In all instances it is recommended that a comprehensive trial is carried out on any cleaning product before it is adopted for use. This should assess not only cleaning efficiency but also compatibility with the surfaces to be cleaned, other cleaning materials and products.
Cleaning chemicals can be sourced in concentrated or ready for use (RFU) solutions which are mixed in controlled factory conditions to avoid in cleanroom mixing and procedures. If the disinfectants and detergents are supplied in an RFU form then results from certificates of analysis or conformance can be accepted as proof of the mixing process and concentration control subject to successful completion of the appropriate vendor qualification.
Many chemicals are supplied at RFU concentrations in easily portable dispensing containers such as trigger sprays, making them very easy and economical to use at multiple locations.

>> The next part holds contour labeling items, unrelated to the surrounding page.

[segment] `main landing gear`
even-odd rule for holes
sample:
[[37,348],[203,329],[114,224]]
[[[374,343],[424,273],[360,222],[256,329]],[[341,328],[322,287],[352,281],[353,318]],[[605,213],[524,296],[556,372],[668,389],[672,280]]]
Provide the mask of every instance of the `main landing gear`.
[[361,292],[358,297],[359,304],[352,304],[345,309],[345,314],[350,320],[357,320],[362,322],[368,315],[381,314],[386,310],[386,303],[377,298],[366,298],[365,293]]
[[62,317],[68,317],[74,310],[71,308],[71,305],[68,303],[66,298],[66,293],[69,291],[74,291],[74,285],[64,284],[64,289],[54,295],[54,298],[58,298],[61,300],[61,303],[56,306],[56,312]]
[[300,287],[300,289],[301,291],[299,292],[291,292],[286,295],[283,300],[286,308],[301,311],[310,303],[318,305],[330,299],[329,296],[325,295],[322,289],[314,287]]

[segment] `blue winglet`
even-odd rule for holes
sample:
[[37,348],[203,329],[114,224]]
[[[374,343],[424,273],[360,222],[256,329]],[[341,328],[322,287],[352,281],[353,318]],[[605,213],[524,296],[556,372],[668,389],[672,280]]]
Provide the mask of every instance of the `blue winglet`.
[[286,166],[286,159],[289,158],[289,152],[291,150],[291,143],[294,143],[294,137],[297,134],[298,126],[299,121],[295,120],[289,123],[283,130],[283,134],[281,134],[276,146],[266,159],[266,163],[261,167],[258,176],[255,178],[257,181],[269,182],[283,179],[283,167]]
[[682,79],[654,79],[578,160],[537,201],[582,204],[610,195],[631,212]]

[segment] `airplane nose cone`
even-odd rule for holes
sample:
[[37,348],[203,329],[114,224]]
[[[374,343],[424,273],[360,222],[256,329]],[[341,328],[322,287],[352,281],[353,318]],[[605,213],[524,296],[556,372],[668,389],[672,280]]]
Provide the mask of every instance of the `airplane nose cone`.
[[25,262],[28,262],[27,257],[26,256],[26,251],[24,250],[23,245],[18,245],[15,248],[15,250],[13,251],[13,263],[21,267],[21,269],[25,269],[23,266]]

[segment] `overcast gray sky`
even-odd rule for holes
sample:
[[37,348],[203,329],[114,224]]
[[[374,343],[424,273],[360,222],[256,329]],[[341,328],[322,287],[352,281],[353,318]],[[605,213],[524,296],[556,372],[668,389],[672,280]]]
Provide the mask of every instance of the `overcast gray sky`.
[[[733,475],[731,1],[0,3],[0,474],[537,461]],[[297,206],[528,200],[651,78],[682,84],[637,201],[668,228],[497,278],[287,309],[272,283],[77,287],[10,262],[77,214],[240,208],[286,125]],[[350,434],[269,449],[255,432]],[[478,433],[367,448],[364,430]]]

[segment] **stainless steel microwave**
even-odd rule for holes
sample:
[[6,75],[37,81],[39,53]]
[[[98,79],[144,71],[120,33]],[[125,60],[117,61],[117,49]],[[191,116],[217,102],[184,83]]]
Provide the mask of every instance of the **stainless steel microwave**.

Annex 1 recommends using more than one type of disinfecting agent, which have different modes of action, so that their combined usage is effective against bacteria and fungi and prevents the build-up of resistance. Many proprietary cleanroom disinfectants are a mixture of different compounds which are typically used to a prescribed rotation which is formulated to provide complementary modes of action and avoid the build-up of resistance.
Products which have an anti-microbial action are usually known as disinfectants or sanitisers. Biostatic agents act to inhibit microbial growth whilst biocidal agents kill vegetative micro-organisms. Some bacteria and fungi produce spores which are very resistant to adverse conditions and sporicidal disinfecting agents are required to be effective against spores.
Stage 2 is disinfection. This is usually carried out as a last stage of the cleaning process and is also the principle aim when sanitising hands or 'prepping' materials being transferred into cleanrooms or isolators.
Disinfectants must be used at the correct concentration and for a sufficient time to work effectively and it is important that the chemical comes into direct contact with the micro-organisms.
There are several different types of chemicals which are used as disinfectants including alcohols, quaternary ammonium compounds (QUATS), chlorine, biguanides, triamines and phenols. All have different modes of action and varying effectiveness against different groups of microorganisms and no one, ideal cleanroom disinfectant exists.
Alcohols are routinely used as disinfecting agents in cleanrooms and both isopropyl alcohol (IPA) and denatured ethanol (IMS), are used as 70% solutions in purified water. These sanitisers have the benefit of rapid evaporation leaving almost no residue and are effective against a range of vegetative organisms; however, they have no sporicidal activity.
Because of these properties alcohols are widely used for hand and glove sanitisation and for the wiping down of critical surfaces.
Full information on the performance of disinfecting products will be available from the supplier and standard tests are employed to give an indication of the effectiveness of the product.
- BS EN 1276 Chemical disinfectants and antiseptics. Quantitative suspension test for the evaluation of bactericidal activity of chemical disinfectants and antiseptics used in food, industrial, domestic, and institutional areas. Test method and requirements.
- CEN EN 13697 Chemical disinfectants and antiseptics. Non-porous surface test for the evaluation of bactericidal and/or fungicidal activity of chemical disinfectants used in food, industrial, domestic and institutional areas.
- BS EN 1650 Chemical disinfectants and antiseptics. Quantitative suspension test for evaluation of fungicidal activity of chemical disinfectants and antiseptics used in food, industrial, domestic and institutional areas.
- BS EN 13704 Sporicidal test. Quantitative suspension test for the evaluation of sporicidal activity of chemical disinfectants used in food, industrial, domestic and institutional areas.